Existing counterfeit bill identification device detects magnetic ink to detect counterfeit bills or uses the absorption and reflection information of bills for ultraviolet or infrared light.It uses a lot of infrared wavelength band for more precise counterfeit bill recognition. have.

Specifically, the banknote is passed between the infrared light emitting unit and the infrared light receiving unit to collect information on the absorption amount and the reflection amount of the banknote with respect to the infrared light to find out the geological or ink information of the banknote which is not visually displayed. In general, the response of government banknotes in the infrared wavelength band and counterfeit banknotes by color copiers or color printers is markedly different from any wavelength band.

Banknotes using infrared ink to prevent forgery of the banknote cannot be visually confirmed, but ink information can be obtained through the absorption and reflection of infrared rays in the portion where infrared ink is used as a transmission and reflection reaction through the infrared light source. Therefore, it is possible to extract the infrared response pattern and to obtain brightness information.

In general, the infrared recognition method of banknotes which are widely used now includes an infrared light receiving sensor and an infrared light emitting unit at intervals of 10 to 15 [mm], similar to a light emitting light source, and uses transmittance data on the entire banknote or as a counting sensor. Infrared light is used, and the transmittance of the light emitting part is used to identify whether or not the counterfeit is counterfeit.

Since the use position or the pattern of the infrared ink applied to each kind of banknote is different, precise recognition is possible only when the position and angle are constant when passing through the infrared recognition portion.

However, in the case of a banknote counter or a financial device of a high speed continuous input method, the direction, angle, position, etc. of the banknotes are often not constant after the banknotes are inserted, and there is a problem in that there is a limit in applying the method.

In addition, when using a conventional one-dimensional sensor in a state where the banknote input direction and position is not constant, the number of data required to calculate the angular position, the direction of the plane, etc. when the banknote passes through the identification unit is small, Since the value detected when the banknote passes is the value corresponding to the banknote, the range detected by one light-receiving unit sensor is about 5 to 15 [mm] wide. There is a limit to the identification of banknotes using local special ink.
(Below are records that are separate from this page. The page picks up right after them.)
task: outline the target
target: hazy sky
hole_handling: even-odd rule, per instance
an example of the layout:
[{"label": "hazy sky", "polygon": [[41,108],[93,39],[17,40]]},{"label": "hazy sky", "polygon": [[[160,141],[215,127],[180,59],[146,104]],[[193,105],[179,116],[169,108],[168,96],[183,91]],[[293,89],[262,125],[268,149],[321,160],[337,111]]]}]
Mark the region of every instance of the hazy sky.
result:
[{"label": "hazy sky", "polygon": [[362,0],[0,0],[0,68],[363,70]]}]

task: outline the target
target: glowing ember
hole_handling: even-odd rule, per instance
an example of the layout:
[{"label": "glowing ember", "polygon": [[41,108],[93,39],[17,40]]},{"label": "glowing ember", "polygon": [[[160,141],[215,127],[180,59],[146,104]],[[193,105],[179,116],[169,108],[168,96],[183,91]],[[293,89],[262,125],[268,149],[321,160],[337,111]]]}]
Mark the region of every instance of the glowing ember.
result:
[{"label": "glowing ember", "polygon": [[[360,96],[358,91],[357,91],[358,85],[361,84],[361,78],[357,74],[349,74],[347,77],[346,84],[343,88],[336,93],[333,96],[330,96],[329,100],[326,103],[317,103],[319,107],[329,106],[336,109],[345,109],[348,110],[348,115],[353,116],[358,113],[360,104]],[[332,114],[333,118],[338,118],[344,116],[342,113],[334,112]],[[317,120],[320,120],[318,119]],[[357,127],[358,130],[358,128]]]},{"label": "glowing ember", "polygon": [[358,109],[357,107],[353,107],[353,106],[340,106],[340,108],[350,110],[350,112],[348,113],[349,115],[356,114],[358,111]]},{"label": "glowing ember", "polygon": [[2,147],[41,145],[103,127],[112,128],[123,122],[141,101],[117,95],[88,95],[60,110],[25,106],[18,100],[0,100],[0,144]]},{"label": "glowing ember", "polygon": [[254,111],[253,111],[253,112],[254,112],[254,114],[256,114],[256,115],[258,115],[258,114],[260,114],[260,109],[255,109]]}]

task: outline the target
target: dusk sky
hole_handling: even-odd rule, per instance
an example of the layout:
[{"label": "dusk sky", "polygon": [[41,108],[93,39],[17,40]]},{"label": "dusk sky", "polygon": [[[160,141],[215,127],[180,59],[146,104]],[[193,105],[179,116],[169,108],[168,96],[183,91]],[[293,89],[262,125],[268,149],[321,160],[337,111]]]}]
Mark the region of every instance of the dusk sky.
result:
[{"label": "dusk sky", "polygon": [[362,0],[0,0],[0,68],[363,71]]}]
The present invention devised to solve the above problems is to create a road map by converting the waveform of the infrared element printed on the pneumoconiosis into digital data, and when using the plurality of infrared light emitting elements to identify the pneumoconiosis and winding species Infrared rays are transmitted through the infrared rays, and the infrared rays are received by a plurality of infrared light receiving elements. Then, the current change generated in each infrared light receiving element is compared with the data on the road map to identify the swelling and puffiness. The purpose is to improve the reliability of identification.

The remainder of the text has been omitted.